Once MySQL is deployed inside a datacenter environment (i.e. forms a cloud ;-), major feature in it becomes replication. It is used to maintain hot copies, standby copies, read-only copies, invalidate external systems, replicate to external systems, etc. If this functionality is broken, datacenter is broken – components are not synchronized anymore, invalidations not done, data not consistent.
From performance perspective, replication not working properly results in unusable slaves so load cannot be spread. This results in higher load on other machines, including master (especially on master, if environment needs stronger consistency guarantees).
Judging on replication importance in MySQL deployments, it should attract performance engineering as much as InnoDB and other critical pieces. Though slave replication performance is being increased in 5.6, master side is not (well, group commit may help a bit, but not as much).
The major problem here is LOCK_log.
It is a mutex that guards all MySQL log files (Update: that sentence is wrong, it is per-log-type mutex, is not shared among different types, at is class private variable) (general query log, binary log, etc) – only one read or write can happen to any of them. Other logs aside (their impact can be minimized), binary log finds this mutex extremely problematic, because:
- It stalls COMMITs
- It stalls slave binary log reads
Though one can argue, that once there’re less commits, there will be less binary log and that will result in some sort of equilibrium. Unfortunately, one doesn’t get anywhere close to decent efficiency, as there’re too many situations, when LOCK_log is kept for way too long:
- Slow binary log read (if they already got purged out of cache, highly likely)
- Slow binary log write (if controller cache is saturated by page flush workload)
- Slow memory allocation for larger events (on systems with malloc scalability issues)
Saturating RAID controller cache isn’t that difficult – and even if one dedicates separate disks to a separate log disk array (what a waste!), it doesn’t mean that out of the shelf hardware will support supplying separate cache for that disk array. Without a separate dedicated cache or high priority log processing one ends up blocking until disks are available for a write.
Read efficiency is a concern here too – MySQL uses statically sized buffer of 8k for all binary log reads, which means that on highly pressured system read-ahead may not work, and there will be way more I/O operations/seeks, while holding a precious mutex. Even if the operation to read the 8k page from memory buffers is very fast, slave threads will be forced to wait for other, much slower operations (a lagging slave reading yesterday’s data? high write workload?) to finish.

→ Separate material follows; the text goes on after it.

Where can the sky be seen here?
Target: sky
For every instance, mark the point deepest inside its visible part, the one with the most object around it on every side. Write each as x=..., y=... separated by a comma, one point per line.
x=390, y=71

If binary log writes are on a separate device one can inspect the utilization on iostat. Usually there will be only one write or read outstanding, so the busy percentage shows really well how contended this resource is. A double-digit number already says that operations aren’t instant, and replication slaves can be subjected to log starvation, that is – not replicating.
From operation side solution to this is somehow obtaining a dedicated cache or fast device for binary log writes. One can simply disable write cache for the InnoDB data partition and use lots of parallel InnoDB page write threads, so that they win the fight against read threads. Using flashcache or similar technology to absorb writes can be beneficial in this case.

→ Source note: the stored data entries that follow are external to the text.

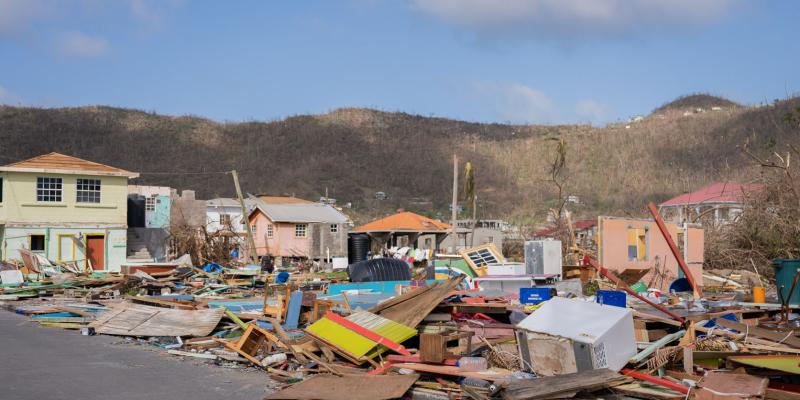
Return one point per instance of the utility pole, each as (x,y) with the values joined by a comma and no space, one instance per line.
(454,214)
(251,243)
(474,218)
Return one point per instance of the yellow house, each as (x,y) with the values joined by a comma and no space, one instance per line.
(66,209)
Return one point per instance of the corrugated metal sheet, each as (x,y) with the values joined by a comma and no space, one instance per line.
(302,213)
(355,345)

On the other hand, MySQL can be changed not to have giant log mutex – binary logs are append-only structures, and just guarding tail and rotation events could be enough, with additional one or two atomic variables to make sure that readers are fine.
Also, having compressed binlogs on disk would reduce the I/O pressure caused by writes or reads, as well as there’s a possible gain from not having to recompress logs for each remote reader.
Then datacenter will be happy, and datacenter users even happier.